明星学園は「U18日清食品トップリーグ2022」でいまだ勝ち星がありませんが、チームは活気を失ってはいません。10月9日には夏のインターハイで優勝、そしてこのリーグ戦でもここまで4戦全勝の京都精華学園と対戦しましたが、選手たちは全力で挑みかかりました。

京都精華学園には187cmの長身に加えて、フィジカルの強さも柔らかなスキルも備えるエース、イゾジェ ウチェ選手がいます。対戦するどのチームも彼女のインサイドプレーをまずいかに止めるかが問われる中、明星学園は留学生プレーヤーのアダム アフォディヤ選手が欠場。
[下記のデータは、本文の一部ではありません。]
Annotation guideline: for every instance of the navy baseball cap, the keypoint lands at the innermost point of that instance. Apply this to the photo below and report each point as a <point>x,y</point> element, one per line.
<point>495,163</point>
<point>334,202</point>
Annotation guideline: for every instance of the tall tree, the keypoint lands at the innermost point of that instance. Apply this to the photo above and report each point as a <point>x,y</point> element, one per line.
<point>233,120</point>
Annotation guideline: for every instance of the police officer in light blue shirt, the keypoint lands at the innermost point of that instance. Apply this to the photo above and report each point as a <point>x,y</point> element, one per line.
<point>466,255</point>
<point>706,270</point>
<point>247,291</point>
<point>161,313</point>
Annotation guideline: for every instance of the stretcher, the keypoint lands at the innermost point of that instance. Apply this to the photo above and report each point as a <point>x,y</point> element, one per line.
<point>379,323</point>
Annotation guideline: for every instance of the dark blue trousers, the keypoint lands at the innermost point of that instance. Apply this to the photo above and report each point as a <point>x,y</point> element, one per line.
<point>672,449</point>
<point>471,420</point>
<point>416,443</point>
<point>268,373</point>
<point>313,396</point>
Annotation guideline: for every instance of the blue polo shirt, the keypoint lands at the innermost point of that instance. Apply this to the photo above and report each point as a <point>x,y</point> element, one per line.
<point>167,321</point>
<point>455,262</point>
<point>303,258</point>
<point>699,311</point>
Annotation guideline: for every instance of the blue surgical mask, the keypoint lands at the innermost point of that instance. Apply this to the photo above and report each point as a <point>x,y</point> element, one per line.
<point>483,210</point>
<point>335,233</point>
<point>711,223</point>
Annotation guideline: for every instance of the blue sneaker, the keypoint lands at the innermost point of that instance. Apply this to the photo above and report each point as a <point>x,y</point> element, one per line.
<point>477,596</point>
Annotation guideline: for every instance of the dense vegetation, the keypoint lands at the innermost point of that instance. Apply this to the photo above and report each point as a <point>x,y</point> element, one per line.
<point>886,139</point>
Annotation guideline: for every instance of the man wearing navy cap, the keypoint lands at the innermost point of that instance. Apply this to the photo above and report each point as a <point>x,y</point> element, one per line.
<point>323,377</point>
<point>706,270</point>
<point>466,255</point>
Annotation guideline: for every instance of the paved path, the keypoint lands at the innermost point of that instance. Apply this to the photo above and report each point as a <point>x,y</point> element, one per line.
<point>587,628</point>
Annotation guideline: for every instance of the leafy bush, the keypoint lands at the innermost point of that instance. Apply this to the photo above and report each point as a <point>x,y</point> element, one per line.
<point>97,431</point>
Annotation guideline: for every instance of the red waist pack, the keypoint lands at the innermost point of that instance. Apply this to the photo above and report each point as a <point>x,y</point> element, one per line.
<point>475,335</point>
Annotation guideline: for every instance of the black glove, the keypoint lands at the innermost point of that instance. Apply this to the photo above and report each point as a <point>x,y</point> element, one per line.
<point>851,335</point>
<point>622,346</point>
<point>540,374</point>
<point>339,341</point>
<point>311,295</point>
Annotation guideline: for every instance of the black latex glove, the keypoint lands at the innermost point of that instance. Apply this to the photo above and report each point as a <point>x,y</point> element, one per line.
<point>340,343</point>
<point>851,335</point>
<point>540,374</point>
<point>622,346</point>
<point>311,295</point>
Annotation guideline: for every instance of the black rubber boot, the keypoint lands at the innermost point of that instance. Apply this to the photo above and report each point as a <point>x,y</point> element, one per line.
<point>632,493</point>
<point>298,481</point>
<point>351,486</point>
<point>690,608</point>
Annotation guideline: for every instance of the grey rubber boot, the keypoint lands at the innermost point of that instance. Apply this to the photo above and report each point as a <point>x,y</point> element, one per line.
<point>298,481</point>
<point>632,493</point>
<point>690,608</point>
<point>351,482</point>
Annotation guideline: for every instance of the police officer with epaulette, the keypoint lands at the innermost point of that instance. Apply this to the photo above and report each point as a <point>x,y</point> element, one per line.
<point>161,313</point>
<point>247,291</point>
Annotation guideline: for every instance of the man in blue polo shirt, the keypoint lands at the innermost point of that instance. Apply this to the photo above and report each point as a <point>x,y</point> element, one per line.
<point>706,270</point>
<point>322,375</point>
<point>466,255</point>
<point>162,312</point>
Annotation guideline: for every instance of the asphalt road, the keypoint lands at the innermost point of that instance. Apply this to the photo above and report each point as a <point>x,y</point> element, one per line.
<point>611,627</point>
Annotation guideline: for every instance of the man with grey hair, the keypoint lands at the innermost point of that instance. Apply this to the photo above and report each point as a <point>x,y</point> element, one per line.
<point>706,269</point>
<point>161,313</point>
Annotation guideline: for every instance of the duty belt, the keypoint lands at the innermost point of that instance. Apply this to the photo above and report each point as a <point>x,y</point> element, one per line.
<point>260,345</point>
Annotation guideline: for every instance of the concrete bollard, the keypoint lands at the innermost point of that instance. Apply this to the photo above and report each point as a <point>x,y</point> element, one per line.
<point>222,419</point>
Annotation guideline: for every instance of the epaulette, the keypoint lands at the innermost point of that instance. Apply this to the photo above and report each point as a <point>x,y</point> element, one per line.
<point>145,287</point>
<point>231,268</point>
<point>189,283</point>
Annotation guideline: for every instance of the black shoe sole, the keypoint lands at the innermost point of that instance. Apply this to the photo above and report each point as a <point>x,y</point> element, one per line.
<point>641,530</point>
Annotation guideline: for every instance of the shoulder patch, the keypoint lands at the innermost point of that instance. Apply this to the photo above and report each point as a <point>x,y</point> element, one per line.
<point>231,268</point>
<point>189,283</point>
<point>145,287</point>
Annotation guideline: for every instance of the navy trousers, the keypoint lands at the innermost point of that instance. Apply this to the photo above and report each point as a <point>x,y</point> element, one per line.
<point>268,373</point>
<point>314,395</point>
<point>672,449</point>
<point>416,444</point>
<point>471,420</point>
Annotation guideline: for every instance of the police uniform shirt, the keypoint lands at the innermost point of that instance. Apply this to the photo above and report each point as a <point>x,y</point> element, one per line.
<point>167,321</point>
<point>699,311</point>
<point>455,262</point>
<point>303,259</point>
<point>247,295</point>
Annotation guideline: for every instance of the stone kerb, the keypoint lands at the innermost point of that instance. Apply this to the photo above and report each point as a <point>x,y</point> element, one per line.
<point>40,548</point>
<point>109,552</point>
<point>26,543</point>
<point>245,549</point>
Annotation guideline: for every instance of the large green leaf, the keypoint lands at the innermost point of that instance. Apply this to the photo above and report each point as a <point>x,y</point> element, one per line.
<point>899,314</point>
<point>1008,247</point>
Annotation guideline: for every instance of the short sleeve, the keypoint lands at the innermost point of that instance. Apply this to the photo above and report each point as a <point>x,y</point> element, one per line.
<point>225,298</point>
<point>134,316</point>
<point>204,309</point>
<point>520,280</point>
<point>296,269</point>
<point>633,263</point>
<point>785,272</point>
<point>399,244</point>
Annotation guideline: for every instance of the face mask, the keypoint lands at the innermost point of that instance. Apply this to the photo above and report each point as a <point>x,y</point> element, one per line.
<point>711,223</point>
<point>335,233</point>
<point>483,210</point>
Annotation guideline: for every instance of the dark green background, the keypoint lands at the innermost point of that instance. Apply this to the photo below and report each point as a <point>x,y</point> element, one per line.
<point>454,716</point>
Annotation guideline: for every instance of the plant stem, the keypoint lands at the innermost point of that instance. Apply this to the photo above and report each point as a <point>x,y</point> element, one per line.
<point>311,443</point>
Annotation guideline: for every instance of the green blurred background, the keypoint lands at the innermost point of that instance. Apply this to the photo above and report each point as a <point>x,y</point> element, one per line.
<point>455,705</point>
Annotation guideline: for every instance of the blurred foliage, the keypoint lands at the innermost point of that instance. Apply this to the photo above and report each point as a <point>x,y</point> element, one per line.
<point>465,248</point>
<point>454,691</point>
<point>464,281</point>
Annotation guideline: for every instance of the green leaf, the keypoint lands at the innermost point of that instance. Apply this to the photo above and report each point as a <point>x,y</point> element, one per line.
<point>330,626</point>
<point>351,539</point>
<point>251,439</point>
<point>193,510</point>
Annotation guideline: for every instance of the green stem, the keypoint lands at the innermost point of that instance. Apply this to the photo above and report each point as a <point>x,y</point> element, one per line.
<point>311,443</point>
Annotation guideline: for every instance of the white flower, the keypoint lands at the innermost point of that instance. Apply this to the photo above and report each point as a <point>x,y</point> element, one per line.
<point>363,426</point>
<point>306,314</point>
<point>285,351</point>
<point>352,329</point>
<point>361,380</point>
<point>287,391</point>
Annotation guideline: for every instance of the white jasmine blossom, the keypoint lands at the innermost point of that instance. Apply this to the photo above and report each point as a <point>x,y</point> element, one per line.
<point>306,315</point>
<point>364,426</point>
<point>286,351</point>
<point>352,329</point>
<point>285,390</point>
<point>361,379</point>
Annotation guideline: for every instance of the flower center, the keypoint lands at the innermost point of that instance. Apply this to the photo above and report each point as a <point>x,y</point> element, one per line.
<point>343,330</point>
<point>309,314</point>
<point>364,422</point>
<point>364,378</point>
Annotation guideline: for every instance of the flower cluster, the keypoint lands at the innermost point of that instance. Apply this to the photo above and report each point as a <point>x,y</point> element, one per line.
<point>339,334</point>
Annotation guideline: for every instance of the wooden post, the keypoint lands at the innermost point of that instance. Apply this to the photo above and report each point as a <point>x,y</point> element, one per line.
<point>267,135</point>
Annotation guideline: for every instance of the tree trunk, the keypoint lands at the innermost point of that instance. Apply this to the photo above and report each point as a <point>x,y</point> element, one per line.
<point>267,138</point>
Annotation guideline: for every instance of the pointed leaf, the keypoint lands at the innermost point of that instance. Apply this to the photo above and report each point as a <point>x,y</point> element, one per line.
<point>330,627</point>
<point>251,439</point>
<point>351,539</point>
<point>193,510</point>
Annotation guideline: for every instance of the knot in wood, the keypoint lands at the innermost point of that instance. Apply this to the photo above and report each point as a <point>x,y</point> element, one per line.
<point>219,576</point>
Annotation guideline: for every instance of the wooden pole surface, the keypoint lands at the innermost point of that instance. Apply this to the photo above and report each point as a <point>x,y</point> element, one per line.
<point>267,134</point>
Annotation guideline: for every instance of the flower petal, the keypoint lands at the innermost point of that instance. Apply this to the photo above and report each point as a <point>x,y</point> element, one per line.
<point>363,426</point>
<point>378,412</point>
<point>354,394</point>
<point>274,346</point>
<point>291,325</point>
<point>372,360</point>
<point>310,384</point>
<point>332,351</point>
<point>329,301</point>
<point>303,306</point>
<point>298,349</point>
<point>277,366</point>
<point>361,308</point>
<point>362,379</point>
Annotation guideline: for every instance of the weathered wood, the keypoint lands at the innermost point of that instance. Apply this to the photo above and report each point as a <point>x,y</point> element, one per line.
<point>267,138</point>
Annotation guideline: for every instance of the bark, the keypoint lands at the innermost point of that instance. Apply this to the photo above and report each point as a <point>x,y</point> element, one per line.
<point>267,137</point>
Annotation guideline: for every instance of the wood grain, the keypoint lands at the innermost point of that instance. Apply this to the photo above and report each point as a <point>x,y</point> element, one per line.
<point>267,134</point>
代わりに先発に抜擢されたのは、2年生の武井遙菜選手でした。

「アダム選手がいなくて私もスタートが初めてだったんですけど、弱い気持ちで入ってしまうと最後まで気持ちが続くか不安で、前日にスタメンと伝えられた時は『えっ!?』と思ったんですけど、試合開始前に名前が呼ばれた時は『さあ頑張ろう!』という気持ちを作ることができました」

そう語る武井選手は、イゾジェ選手に対しても一歩も引かずに奮闘。「とりあえず『やるしかない』と思って、ゴール下のファウルは仕方ない部分は仕方ないので、前から当たることやルーズボールだったり、細かいところに集中しました」と振り返ります。

結果としてフィールドゴール29本中22本を決められ、46得点を奪われましたが、少なくとも前半は接戦に持ち込む健闘を見せ、リズムに乗れずフラストレーションの溜まる京都精華学園ではなく思い切りの良いプレーを貫く明星学園に勢いがありました。

武井選手は34分33秒のプレーで8得点8リバウンド5スティールを記録。「やられることもあったんですけど、自分のプレーができている部分もあって、最後まで全力でやりきることはできました」と手応えを語ります。

この日の明星学園では2人の2年生が先発していました。183cmの武井選手がファウルトラブルに陥った時に、イゾジェ選手のマークを引き継いだのがもう1人の2年生、高橋京香選手です。176cmの高橋選手とはサイズの差が歴然としていましたが、「同じ高校生なので楽しもうと思いました。自分も武井さんと同じでルーズボールとか、自分の取れるリバウンドをちゃんと取ることを意識しました」と、こちらもイゾジェ選手を相手に一歩も引かずに戦いました。

高橋選手も「U18日清食品トップリーグ2022」で良い経験が積めています。「インターハイが初めてのスタートだったんですけど、緊張で何もできませんでした。このリーグ戦は先発で出させてもらって、先輩方の声がけもあって緊張せずに自分のプレーが出せるようになりました」

思い切りの良いプレーができている要因を、高橋選手はこう語ります。「チームが大変な状況で、自分たちが少しでも3年生を助けられればと思って、最初から気持ちで負けていてはダメなので、気持ちでは勝とうと思っていました」

「最初の試合と比べると、この舞台で怖さを感じることがなくなりました。今日も自分的には一番良いプレーができたと思います。前はアダムさんに頼っていた部分があったんですけど、自分がやらなきゃいけないと気持ちを決めたことで、練習ではやっていたけど試合では出せなかったプレー、今までやったことのないプレーが自然と出てきて、自分でもびっくりしています」

強敵相手にも臆することなく思い切ったプレーができるのは、チームの雰囲気の良さが助けになっているからです。武井選手は「監督がいないことで、練習中に選手同士で先輩も後輩も関係なくコミュニケーションが取れているので、ベンチもそういう雰囲気になっていると思います」と言います。また高橋選手も「声を出したりハイタッチしたりが多くて、一人ひとりが全員を尊敬し合って頑張れるチームです」と、一致団結ぶりを誇ります。

間もなくウインターカップの予選が始まりますが、武井選手も高橋選手も「ルーズボールやリバウンドを頑張って、あとはアウトサイドのシュートの精度を上げるために個人練習をもっとやります」と語ります。明星学園は負けが続いても下を向くことなく、泥臭くボールを追い続けます。